With Ali Farka Toure’s voice, as well as his minimal but lilting and colorful instrumentals, this album listens like a fable told by a fire on an early summer night. It’s wistful and emotionally saturated, playful and childlike, and universally filled with a fatherly wisdom (again relayed through his voice and his accompanying instruments, even though I don’t know what he’s saying).
Arrows & Anchors – Fair To Midland
This album is the tie that binds me to my three closest friends from UChicago. Though much of my favorite music they would find nigh unlistenable, and vice versa, our shared love for this album is deep. As another candidate for single best album of all time, the speed and saturation, the strength and fragility, and the patience and absurdity of this album utterly sweep me off my feet from beginning to end.

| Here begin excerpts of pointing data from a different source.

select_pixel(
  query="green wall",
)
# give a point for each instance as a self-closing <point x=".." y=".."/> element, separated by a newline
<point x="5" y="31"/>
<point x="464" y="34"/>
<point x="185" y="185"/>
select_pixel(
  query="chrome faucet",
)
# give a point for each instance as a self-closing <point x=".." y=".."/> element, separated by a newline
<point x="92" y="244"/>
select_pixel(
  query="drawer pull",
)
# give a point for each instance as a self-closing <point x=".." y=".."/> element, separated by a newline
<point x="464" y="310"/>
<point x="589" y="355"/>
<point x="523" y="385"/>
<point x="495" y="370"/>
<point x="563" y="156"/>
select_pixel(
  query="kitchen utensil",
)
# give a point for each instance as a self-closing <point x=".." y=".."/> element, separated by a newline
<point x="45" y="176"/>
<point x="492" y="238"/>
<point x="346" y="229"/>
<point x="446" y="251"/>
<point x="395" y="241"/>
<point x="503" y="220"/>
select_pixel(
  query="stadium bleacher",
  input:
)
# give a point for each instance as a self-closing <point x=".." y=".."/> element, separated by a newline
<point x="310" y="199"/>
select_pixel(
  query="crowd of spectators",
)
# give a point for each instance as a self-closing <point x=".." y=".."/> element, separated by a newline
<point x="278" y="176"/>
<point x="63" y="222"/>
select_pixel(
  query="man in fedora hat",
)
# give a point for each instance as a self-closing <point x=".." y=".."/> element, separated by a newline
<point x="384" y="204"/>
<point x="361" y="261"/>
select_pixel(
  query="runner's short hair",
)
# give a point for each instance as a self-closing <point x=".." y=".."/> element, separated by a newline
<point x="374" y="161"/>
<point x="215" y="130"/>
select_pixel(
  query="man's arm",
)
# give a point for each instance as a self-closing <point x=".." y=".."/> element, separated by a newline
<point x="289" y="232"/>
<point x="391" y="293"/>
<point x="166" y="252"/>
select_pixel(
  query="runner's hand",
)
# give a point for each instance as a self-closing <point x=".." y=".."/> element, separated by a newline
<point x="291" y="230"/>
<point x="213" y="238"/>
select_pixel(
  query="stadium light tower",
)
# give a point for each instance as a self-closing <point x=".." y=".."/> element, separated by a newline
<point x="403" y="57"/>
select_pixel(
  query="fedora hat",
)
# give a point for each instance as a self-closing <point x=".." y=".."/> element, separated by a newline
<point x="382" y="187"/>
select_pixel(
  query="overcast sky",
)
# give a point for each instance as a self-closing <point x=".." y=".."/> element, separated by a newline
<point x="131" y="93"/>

Arrows & Anchors is sung in a language I understand, but this album shares The River’s surface incomprehensibility, rife with disconnected and often incoherent stanzas. It takes no effort to see the beauty beneath the surface, however (to the extent beauty and incoherence preclude each other; I think they are in fact often mutually required). Like the ebb and flow of a story’s intensity, both the instrumentals and the vocals of the album move fluidly from overpowering to pensive, furious to bittersweet. This album invites one to discover along with it the allegory, the miracles, the tragedies, the anxiety, depression, and ecstasy of the fable-like journey it takes.
Palingenesis – Nebelung
Palingenesis is an impenetrable winter’s night. To be caught in the thick of its sometimes rushing, sometimes marching, sometimes yearning jungle of instrumental black-greenery is effortless. Each song, in my listening, recounts a certain moment of the night, evoking the thoughtfulness of silence; the hopefulness of light; and sweet, pervasive darkness, in reflective but unstoppable progression. It is far deeper than gloom but not quite despondent, transferring easily between rare moments of playful discovery and the overshadowing impossible melancholy. This album captures perfectly the tantalizing sensuousness of depression, enveloping you in its cool, wet undergrowth right at the moment you feel all is lost, and for that reason, it can both comforting and dangerous.
Honorable Mention: Wish You Were Here – Pink Floyd
A brief aside: A lot of music regarded by the majority as classic or good is extremely difficult to divest from its reputation, its hype, and the utter staleness that accompanies those extraneous but ultimately significant facets of its presence in history. It’s hard for me to enjoy Beethoven’s 5th or 9th symphony in the same way that I enjoy Tchaikovsky’s 1st or Mahler’s 1st; the former’s music, because of its overuse, feels so intractably impersonal. Similarly, by the time I first listened to music by Biggie and 2pac, their reputations had far preceded them, so much that I found I could not enjoy the experience (see footnote).
Pink Floyd is such a well-regarded band that regarding them well has become something of an affectation. The ethereal, cynical, abstract yet raw radiance of their album Wish You Were Here shines through anyway. This album transcends the group’s reputation. Part jazz, part prog-rock, part industrial noise, it treads the line between technical and cynically removed post-modernist art, and the visually lush absurdity of an opium dream. The title song stands out in soft, colorful opposition to the grey scale precision and harder textures of the rest of the album.
Footnote: This distaste may also result from my general distaste for more glitzy and marketable pop-rap (of which Biggie and 2pac were, in my mind, progenitors) — a rap that lacks the raw, street-smart soulfulness, hardness, or honesty of groups like Tribe Called Quest or Wu Tang Clan.